Transformers: Unclear documentation for indice masking

Created on 6 Jan 2020 · 5Comments · Source: huggingface/transformers

🐛 Bug

Model I am using (Bert, XLNet....): CamemBERT but this probly applies to all MLMs.

Language I am using the model on (English, Chinese....): French

The problem arise when using:

[x] my own modified scripts, but I suspect that https://github.com/huggingface/transformers/blob/master/examples/run_lm_finetuning.py is also impacted.

Basically, the masking procedure raises an assertion error device-side when I try to run something akin to:

model(labels, masked_lm_labels=labels)

I pinpointed the error to be due to the fact that making values to be ignored in the labels with value -100 like here in the run_lm_finetuning.py script is problably deprecated. The documentation is unclear on the subject, as it says:

masked_lm_labels: (optional) torch.LongTensor of shape (batch_size, sequence_length):

Labels for computing the masked language modeling loss. 
Indices should be in [-1, 0, ..., config.vocab_size] (see input_ids docstring) 
Tokens with indices set to -100 are ignored (masked), the loss is only computed 
for the tokens with labels in [0, ..., config.vocab_size]

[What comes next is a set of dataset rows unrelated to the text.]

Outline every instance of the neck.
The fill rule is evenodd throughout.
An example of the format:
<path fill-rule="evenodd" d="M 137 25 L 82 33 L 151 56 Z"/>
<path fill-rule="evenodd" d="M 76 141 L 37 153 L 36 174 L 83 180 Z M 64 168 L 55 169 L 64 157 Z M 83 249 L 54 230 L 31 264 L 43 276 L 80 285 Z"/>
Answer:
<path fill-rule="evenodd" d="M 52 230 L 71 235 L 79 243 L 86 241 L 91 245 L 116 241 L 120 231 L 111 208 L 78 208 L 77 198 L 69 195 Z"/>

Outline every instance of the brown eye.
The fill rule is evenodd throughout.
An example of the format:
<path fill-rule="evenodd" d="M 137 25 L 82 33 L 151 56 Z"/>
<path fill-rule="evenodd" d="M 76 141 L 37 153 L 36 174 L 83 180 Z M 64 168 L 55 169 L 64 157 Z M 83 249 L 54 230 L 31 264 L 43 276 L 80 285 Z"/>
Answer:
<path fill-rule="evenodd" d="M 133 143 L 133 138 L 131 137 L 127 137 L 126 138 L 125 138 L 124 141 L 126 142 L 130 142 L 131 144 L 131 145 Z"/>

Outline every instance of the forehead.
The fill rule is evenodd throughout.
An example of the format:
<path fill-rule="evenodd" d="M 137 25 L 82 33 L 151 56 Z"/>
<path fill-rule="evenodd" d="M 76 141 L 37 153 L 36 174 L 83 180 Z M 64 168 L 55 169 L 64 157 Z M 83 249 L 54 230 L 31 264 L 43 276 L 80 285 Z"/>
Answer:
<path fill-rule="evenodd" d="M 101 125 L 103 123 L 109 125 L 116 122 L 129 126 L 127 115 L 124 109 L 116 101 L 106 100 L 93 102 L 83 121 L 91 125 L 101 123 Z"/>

As you can see, information is contradictory: on one hand, they say values should be between [-1, vocab_size], but also say like in the script that tokens with values -100 are ignored. I tried, and using value -1 does indeed work.

The task I am working on is:

[x] my own task or dataset: I am finetuning the CamemBERT pretrained model on a MLM task before reusing the model to a sentence classification one.

To Reproduce

Steps to reproduce the behavior:

import torch
from transformers import CamembertForMaskedLM

model = CamembertForMaskedLM.from_pretrained(
    "camembert-base", cache_dir="models/pretrained_camembert"
)
inputs = torch.full((30, 1), 4).to(torch.long)
labels = inputs.clone()
labels[10] = -100
model(inputs, masked_lm_labels=labels)

This gives:

RuntimeError: Assertion `cur_target >= 0 && cur_target < n_classes' failed.  at /pytorch/aten/src/THNN/generic/ClassNLLCriterion.c:97

If you run it on GPU a similar error is raised.

Expected behavior

Should return a loss.

Environment

OS: Ubuntu 18.04
Python version: 3.6.9
PyTorch version: 1.3.1
PyTorch Transformers version (or branch): 2.2.1
Using GPU ? Both do not work.
Distributed of parallel setup ?
Any other relevant information: Issue can be solved by replacing -1. As I said, I think at some point you switched to using -1 instead of -100 but did not propagate entirely the change to the doc and examples.

wontfix

Source

r0mainK

Most helpful comment

@LysandreJik merged the PR for the doc, however I just realized that I incorrectly assumed hte commit was part of 2.3 or 2.2.2, from the merge date of the uniformisation commit. It is currently only in the master branch but not in any tagged version, which means anyone that gets the above bug should switch to -1 until that is the case. Here is the error I got when training on GPU by the way:

/pytorch/aten/src/THCUNN/ClassNLLCriterion.cu:106: 
void cunn_ClassNLLCriterion_updateOutput_kernel(Dtype *, 
Dtype *, Dtype *, long *, Dtype *, int, int, int, int, long) [with Dtype = float,
 Acctype = float]: block: [0,0,0], thread: [31,0,0] 
Assertion `t >= 0 && t < n_classes` failed.

r0mainK on 7 Jan 2020

👍2

All 5 comments

Okay my bad it seems this was actually intentional, this commit was passed and integrated in either version 2.2.2 or 2.3, causing the error on my version. It seems the current proper way to do this is indeed by specifying -100 as index.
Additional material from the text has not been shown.